The Own Voices Retreat – Provides writers from marginalized backgrounds with resources to develop their manuscripts, learn about the industry, and gain the tools to navigate the publishing industry. The goal of this retreat is to help participants work on their manuscripts, learn information about the publishing process, and guide them through the publishing process by having hands on workshop, lectures, group and individual work, writing exercises, breakouts, personal reflection, as well as opportunities to dig into their manuscripts and work with mentors to get their work submission ready.

=== Anthologies ===
WNDB publishes short stories anthologies that are school-friendly and showcase diverse authors. The anthologies feature award-winning authors’ and new voices original stories. This is yet another way to support the WNDB goal to provide diverse materials in children’s literature. The YA anthologies, Flying Lessons & Other Stories and Fresh Ink, are available for purchase. There is a middle grade anthology coming soon. WNDB hosts a short-story contest every year for an unpublished, diverse author and the winner holds a spot in the book. The winner also receives $1,000.

=== PRH/WNDB Creative Writing Awards ===
The Penguin Random House/WNDB Creative Writing Award was established in 2019. WNDB has partnered with the Penguin Random House Foundation and Scholarship America to manage the Penguin Random House Creative Writing Scholarship Competition. The competition recognizes the unique voices of high school seniors across the country by providing scholarship awards in the amount of $10,000 for the following categories:

- Maya Angelou Award for Spoken Word Poetry
- Poetry
- Fiction/Drama
- Personal Essay/Memoir
- One additional award of $10,000 will be awarded to a student from the NYC-area.
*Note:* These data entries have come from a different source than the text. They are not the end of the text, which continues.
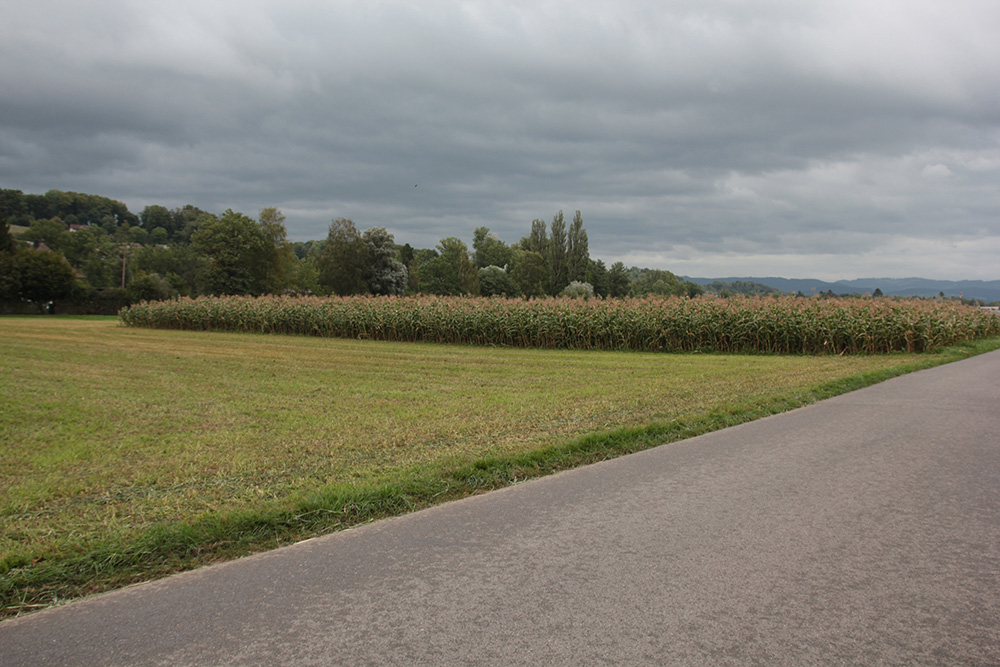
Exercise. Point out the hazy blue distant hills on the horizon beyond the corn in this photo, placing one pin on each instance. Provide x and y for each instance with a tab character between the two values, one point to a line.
985	290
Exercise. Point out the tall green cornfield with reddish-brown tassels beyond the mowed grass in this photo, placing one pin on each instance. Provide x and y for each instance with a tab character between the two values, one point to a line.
785	325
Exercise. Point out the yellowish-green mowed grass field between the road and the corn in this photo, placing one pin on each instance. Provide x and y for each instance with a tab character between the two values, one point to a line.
129	453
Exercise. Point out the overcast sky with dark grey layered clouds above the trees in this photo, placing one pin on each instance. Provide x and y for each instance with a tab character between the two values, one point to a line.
834	139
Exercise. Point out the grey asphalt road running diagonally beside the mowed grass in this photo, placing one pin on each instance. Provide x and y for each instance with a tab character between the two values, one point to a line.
861	530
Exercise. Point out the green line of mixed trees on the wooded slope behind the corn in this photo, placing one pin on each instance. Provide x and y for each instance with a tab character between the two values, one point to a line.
90	249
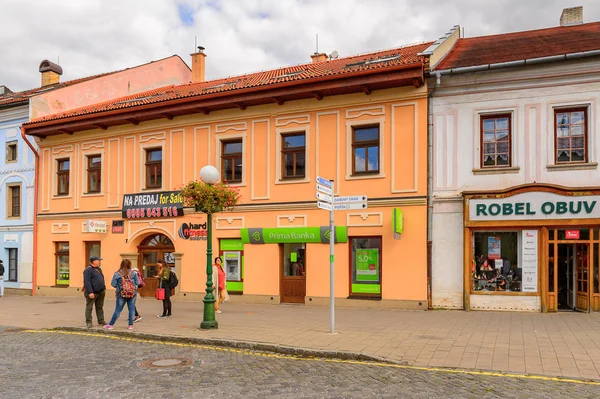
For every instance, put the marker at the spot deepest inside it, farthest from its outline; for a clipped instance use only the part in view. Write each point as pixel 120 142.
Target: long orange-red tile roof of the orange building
pixel 404 57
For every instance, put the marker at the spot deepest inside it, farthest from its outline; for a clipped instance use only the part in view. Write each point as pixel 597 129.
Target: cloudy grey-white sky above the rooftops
pixel 94 36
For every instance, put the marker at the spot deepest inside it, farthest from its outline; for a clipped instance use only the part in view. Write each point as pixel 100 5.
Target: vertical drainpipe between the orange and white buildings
pixel 430 190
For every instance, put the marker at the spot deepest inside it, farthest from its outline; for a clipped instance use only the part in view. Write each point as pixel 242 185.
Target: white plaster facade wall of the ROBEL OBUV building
pixel 530 95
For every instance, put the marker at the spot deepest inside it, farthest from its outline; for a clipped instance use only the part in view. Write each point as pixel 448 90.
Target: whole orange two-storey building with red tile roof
pixel 109 175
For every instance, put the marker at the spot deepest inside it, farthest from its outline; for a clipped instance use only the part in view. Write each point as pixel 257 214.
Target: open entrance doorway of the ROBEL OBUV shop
pixel 572 273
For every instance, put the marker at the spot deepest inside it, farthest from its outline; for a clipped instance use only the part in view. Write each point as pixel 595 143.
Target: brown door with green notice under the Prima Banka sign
pixel 293 273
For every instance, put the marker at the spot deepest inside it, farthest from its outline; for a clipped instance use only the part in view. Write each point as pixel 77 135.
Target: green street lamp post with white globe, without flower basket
pixel 209 175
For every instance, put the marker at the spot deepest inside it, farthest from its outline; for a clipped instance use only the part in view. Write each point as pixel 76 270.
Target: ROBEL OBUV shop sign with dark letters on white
pixel 535 206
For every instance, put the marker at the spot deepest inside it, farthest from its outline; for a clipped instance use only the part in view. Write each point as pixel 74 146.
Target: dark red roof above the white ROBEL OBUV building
pixel 484 50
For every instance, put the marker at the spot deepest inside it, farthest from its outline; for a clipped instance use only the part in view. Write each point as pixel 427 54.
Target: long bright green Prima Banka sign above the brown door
pixel 284 235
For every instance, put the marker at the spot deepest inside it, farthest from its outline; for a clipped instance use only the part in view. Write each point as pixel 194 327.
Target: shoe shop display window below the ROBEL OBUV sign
pixel 496 265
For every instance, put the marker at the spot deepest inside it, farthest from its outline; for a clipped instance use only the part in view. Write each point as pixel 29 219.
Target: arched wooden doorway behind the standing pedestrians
pixel 153 248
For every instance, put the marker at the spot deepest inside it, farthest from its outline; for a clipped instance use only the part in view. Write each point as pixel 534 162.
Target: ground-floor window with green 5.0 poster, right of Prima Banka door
pixel 365 267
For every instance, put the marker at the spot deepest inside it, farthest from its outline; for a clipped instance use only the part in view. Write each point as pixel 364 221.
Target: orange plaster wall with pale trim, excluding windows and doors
pixel 191 142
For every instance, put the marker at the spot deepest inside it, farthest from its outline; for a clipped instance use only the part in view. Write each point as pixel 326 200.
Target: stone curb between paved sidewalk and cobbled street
pixel 245 345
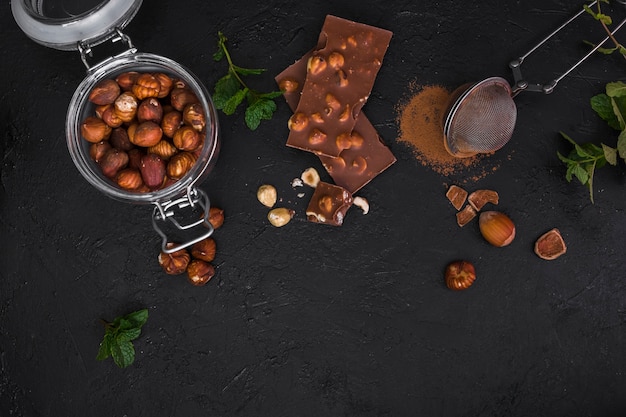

Literary compositions will judged by their technical merit; however, artistic expression is our core criterion. We are looking for writing with a strong, clear voice by authors who are daring, original, and unafraid to take risks. All judging will be under the supervision of We Need Diverse Books and Penguin Random House by a specially selected panel of judges.

== Publications ==
In January 2017, We Need Diverse Books published a middle-grade anthology of short stories called Flying Lessons and Other Stories featuring a wide breadth of diverse authors and stories.

Fresh Ink, an young adult anthology of diverse short stories, was published by Penguin Random House on August 14, 2017. The book features various authors of a diverse background.